The Factor Calculator is the workhorse for the rest of the number-theory family:

Frequently asked questions

What's the difference between a factor and a prime factor?

A factor is any positive integer that divides N. A prime factor is a factor that's also prime. 12 has factors 1, 2, 3, 4, 6, 12; its prime factors are 2 and 3. The prime factorization (12 = 2² × 3) lists the prime factors along with how many times each one divides N.

Why does the calculator say 1 is a factor of every number?

Because it is. 1 divides every positive integer with no remainder (N ÷ 1 = N). By the standard definition of factor, 1 is always included. So is N itself. The factor list is bracketed by these two — everything else is between them.

Is 1 a prime factor?

No. 1 is a factor of every number, but 1 is not prime. Prime factors must be prime numbers (2 or larger, with no divisors other than 1 and itself). The prime factorization of 12 is 2² × 3, not 1 × 2² × 3 — including 1 would let you write the same number infinitely many ways and break the uniqueness of the factorization.

Why do some numbers have so many more factors than others?

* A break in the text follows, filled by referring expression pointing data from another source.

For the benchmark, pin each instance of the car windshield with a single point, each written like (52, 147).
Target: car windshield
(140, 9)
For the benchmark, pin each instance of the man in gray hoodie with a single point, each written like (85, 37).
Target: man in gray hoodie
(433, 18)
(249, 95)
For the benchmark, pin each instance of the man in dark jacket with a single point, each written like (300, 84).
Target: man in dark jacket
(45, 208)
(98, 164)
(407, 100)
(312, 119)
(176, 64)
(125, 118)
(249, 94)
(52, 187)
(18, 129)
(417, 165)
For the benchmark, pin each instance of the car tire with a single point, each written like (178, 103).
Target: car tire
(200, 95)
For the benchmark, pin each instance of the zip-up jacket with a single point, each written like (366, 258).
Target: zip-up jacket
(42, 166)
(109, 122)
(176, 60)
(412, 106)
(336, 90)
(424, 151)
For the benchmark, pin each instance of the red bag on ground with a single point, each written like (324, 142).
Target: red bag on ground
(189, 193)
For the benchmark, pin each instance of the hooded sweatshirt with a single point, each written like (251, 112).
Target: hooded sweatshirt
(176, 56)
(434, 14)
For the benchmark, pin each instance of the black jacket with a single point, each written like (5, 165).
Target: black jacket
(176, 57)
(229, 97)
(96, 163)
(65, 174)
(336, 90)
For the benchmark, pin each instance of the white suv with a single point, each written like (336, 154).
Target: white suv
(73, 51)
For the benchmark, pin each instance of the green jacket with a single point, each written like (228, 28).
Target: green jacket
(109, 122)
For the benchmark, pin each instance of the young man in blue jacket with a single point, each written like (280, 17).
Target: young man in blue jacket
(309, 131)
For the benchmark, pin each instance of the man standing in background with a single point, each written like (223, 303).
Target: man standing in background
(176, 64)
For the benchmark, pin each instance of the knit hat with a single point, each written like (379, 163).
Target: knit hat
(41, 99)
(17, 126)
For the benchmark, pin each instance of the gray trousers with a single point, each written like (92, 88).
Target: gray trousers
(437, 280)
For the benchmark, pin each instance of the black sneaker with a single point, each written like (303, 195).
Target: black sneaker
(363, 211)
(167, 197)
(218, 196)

Because of how their prime factorizations look. A number with several small primes raised to moderate powers (like 360 = 2³ × 3² × 5) has many factors. A number that's a large prime (like 997) has only 2. The number-of-divisors formula τ(N) = ∏(eᵢ + 1) lets you compute the factor count from the prime factorization without listing the factors. Highly composite numbers (1, 2, 4, 6, 12, 24, 36, 48, 60, 120, 180, 240, 360, …) are numbers with more factors than any smaller positive integer.

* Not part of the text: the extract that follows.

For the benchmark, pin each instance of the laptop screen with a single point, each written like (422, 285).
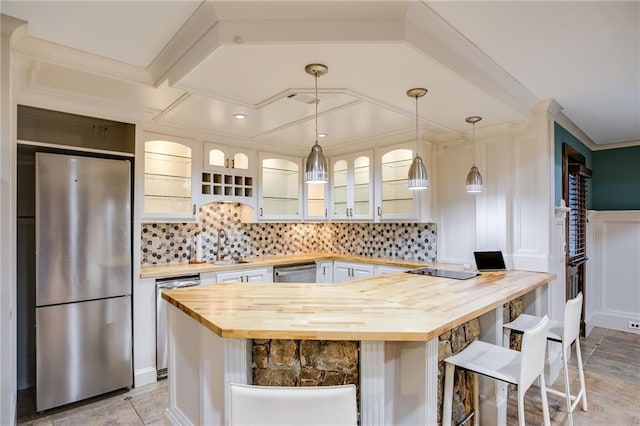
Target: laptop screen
(489, 260)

How does the calculator handle very large numbers?

It caps at about 1012 (one trillion). Below that, trial division up to √N takes under a second in the browser. Above that, you'd notice the lag, and JavaScript's 53-bit integer precision starts to matter. For genuinely huge inputs (say, the 600-digit numbers used in RSA), no browser-side approach works — specialized algorithms (Pollard rho, quadratic sieve, GNFS) handle those, but they're heavy enough to require dedicated hardware.

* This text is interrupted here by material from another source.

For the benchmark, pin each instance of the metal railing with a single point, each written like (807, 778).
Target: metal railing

What's a perfect square and why does the calculator flag it?

A perfect square is a number that equals some integer multiplied by itself — 1, 4, 9, 16, 25, 36, 49, 64, … Perfect squares always have an odd number of factors, because one factor pair is the square root with itself. The flag is useful in fraction simplification (perfect squares always reduce to integers under a square root) and number-theory exercises.

Can negative numbers have factors?

Yes, but conventionally factor lists are written using positive integers only. -12 has the same factor list as 12 (1, 2, 3, 4, 6, 12), with the understanding that each factor could be paired with either +N/factor or -N/factor. The Factor Calculator takes the absolute value of negative inputs to keep the output clean.

Why is prime factorization unique?

This is the Fundamental Theorem of Arithmetic, proved by Euclid around 300 BC. The short version: suppose a number N had two different prime factorizations. Cancel any primes they share. What's left would be two different products of distinct primes that equal each other — and you can prove via Euclid's Lemma (if a prime divides a product, it divides one of the factors) that this is impossible. The uniqueness is what makes factorization useful as a tool. If 12 could be written as 2² × 3 or as something else entirely, fraction arithmetic would be a mess.